Quando uno chiede opinione a uno vuole sapere la verità. Ma il rendersi conto che uno non sarà perfetto e quindi non fará le cose alla perfezione è un pensiero abbastanza difficile di superare. Ti blocca in certi momenti, senza lasciarti andare avanti, ma alla fine si supera, si cominciano a fare delle cose che tu consideri ben fatti e dove hai messo lo meglio ti te.

Pure si spongono altre caratteristiche del restauro molto importanti come sono la storicità dell'opere d'arte.
Sempre ci sará un legame storico-artistico.
La storia dell'opera d'arte, la sua antichità le da un valore molto importante all'opera in se stessa. Perciò sempre dovremmo tentare di lasciare a vista quella storicità che è tanto valorata per la società.
Tutti gli interventi di restauro dovranno lasciare la minore traccia possibile, permettendo di continuare la sua esposizione "al pubblico". Che questa opera abbia una perduranza nel tempo è un'altra cosa che Cesare Brandi rimarca.
Se dovressimo intervenire nella struttura che regge l'opera d'arte, l'intervento dovrá essere minimo, permettere che si regga da sola pure dal punto di vista della sicurezza e che sia vissibile.

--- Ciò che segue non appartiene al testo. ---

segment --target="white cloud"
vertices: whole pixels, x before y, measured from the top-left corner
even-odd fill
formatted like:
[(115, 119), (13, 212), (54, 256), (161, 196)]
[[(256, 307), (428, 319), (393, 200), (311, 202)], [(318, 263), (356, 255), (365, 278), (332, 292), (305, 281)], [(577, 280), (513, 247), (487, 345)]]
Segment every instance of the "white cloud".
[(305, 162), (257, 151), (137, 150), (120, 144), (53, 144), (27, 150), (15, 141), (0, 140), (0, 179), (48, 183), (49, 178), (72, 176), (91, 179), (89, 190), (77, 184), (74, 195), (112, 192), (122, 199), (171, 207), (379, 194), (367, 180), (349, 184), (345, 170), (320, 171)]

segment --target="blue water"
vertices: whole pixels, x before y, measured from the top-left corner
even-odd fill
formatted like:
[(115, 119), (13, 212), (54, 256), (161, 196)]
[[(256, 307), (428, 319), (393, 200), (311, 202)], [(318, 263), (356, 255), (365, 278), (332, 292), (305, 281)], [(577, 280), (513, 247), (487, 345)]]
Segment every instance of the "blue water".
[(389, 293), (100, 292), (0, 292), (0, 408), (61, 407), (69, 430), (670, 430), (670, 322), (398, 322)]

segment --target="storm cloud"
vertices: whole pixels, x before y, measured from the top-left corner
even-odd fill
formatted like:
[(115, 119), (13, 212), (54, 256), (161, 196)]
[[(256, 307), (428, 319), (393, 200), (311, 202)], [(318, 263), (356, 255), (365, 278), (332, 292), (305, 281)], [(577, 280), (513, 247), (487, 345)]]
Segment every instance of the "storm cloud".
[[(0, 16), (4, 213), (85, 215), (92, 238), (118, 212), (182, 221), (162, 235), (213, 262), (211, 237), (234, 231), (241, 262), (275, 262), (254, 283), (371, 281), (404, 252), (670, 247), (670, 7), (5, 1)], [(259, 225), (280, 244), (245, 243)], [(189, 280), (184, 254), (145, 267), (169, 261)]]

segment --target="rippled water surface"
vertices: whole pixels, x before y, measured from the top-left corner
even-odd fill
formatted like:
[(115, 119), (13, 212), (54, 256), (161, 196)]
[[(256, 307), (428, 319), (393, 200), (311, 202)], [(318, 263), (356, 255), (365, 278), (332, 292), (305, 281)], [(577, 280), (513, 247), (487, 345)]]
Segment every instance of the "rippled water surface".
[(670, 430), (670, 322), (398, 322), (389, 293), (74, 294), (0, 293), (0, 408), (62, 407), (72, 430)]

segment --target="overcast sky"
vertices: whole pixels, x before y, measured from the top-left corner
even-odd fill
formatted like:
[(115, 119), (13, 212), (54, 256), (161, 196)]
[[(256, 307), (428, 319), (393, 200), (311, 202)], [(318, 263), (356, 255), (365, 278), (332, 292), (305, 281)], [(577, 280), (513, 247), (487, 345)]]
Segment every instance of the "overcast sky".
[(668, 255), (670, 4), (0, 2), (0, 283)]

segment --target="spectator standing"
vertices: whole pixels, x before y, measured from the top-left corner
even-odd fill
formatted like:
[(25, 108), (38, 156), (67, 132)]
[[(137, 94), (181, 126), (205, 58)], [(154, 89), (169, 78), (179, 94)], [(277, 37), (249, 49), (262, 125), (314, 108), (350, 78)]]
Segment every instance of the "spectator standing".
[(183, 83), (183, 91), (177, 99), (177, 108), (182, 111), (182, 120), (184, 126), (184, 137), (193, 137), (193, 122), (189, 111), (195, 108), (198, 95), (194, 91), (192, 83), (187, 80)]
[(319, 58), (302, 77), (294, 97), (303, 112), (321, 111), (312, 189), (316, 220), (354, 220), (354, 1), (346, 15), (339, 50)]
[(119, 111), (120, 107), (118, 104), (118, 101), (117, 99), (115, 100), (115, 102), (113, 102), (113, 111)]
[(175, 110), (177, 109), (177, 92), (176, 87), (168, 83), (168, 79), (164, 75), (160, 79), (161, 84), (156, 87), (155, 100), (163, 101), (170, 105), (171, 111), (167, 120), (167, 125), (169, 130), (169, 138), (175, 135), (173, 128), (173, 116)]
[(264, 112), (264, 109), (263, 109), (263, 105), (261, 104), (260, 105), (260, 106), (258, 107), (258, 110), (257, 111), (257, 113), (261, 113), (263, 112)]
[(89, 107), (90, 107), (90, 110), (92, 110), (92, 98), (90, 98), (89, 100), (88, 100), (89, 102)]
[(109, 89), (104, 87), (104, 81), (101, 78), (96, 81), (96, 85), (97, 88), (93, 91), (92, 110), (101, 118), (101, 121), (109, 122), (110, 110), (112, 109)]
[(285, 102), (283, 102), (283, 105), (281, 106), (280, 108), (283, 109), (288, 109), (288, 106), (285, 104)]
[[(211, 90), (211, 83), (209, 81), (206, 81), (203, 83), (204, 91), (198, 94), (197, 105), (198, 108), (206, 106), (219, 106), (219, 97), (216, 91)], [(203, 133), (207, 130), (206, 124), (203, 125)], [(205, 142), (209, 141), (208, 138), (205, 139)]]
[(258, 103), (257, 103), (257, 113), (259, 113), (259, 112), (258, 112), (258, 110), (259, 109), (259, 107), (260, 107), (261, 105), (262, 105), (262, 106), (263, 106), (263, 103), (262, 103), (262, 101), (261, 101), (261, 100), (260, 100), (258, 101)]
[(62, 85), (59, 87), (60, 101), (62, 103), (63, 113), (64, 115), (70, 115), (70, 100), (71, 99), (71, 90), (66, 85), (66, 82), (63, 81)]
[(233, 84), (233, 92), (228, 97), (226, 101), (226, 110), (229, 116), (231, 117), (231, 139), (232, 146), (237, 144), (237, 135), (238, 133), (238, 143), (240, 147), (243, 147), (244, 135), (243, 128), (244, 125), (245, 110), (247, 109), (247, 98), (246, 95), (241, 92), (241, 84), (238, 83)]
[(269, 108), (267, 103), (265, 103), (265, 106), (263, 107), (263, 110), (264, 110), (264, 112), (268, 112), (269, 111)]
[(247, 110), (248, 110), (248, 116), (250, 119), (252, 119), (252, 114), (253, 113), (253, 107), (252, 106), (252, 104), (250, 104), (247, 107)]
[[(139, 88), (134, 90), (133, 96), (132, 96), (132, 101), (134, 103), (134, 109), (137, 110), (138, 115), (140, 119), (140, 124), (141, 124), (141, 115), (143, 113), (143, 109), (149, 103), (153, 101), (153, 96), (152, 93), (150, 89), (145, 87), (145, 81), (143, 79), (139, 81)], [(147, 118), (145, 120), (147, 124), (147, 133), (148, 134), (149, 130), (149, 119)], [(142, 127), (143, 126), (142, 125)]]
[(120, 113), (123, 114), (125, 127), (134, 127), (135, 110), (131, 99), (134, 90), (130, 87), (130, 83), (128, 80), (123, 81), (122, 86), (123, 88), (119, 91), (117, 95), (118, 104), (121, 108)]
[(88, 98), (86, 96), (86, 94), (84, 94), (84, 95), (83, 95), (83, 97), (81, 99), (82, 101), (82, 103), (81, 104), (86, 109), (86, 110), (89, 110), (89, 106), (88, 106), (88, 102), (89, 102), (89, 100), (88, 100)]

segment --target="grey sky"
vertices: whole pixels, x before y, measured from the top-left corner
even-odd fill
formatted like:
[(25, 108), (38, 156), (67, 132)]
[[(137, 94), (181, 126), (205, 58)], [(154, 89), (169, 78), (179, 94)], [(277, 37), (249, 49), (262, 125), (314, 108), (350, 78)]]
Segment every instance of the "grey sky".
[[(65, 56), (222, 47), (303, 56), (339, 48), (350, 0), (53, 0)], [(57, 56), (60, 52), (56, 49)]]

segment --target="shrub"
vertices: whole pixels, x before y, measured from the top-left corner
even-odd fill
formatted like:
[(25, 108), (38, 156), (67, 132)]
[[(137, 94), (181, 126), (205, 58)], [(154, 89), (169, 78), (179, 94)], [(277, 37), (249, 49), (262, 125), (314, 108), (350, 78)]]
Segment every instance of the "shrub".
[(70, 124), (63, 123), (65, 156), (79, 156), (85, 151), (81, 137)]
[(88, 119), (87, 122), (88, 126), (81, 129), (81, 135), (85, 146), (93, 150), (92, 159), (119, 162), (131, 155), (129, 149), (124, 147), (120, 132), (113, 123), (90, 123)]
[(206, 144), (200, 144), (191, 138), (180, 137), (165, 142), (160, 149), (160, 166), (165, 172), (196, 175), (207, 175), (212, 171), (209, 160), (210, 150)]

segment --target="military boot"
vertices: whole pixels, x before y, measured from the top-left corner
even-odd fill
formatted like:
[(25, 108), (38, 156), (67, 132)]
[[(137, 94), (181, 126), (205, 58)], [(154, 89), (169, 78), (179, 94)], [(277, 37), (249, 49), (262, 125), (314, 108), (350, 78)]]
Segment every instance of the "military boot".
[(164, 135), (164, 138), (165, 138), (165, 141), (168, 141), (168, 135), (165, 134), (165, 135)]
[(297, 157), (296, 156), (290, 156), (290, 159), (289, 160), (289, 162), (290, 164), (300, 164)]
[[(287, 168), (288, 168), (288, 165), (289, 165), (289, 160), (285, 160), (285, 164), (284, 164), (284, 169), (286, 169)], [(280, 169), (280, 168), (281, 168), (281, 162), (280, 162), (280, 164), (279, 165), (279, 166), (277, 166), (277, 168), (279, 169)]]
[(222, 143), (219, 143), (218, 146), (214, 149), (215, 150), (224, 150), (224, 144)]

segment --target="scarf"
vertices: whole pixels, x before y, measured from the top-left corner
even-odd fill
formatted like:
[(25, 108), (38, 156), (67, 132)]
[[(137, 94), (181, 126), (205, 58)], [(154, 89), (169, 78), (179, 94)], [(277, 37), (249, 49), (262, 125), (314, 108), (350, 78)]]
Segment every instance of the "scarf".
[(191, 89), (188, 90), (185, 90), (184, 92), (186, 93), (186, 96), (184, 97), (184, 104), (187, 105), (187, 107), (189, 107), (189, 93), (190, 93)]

L'intervento deve essere minimo, che si possa differenziare il nuovo dell'antico u originale ma che non sia un intervento forte. Cioè, le persone che visitano Italia vogliono vedere opere antiche, di romani, sporche per il passo del tempo, che si vedano le grande colonne romane tutte ben fatte. E perciò si spone questo tema, se io vado al colosseo, vorrei vedere una muratura fatta oggi in calcestruzzo? Di sicuro no, ne io ne nessuno, perché sono venuta a Roma come turista e ciò che volevo era vedere il colosseo, il Palatino, vedere dove abbitavano i Romani, la curia Romana, Julio Cesare, Traiano, ecc. Non voglio vedere opere nuove, perché senno io sarei andata a un'altra città come Berlino a vedere le grande opere degli architetti contemporanei.
Diccono che ti deve differenziare ma non deve essere una differenza grossa, senò che quelli che ci saranno qua in 50 anni, possano sapere qual'è stata la storia dell'edificio, cioè, poter differenziare le diverse fassi e il passo del tempo che ha sofferto questo edificio.
Come si può fare? Si possono utilizzare materiali simili (mai saranno le stessi che quelli antichi) o colori diversi o tecniche diverse. Posso utilizzare un materiale molto simile con una tecnica molto simile a quella originale ma lascio vedere che quelle non sono in realtà se ti avvicini, le originali.

Parla molto del minimo intervento, di non creare un falso storico (cioè, che io non tente di creare una burda copia e che altri possano pensare che è originale, perché sto creando un nuovo adesso come se fosse quello antico).
Si preferirà sempre fare un buon e corretto mantenimento prima che un intervento.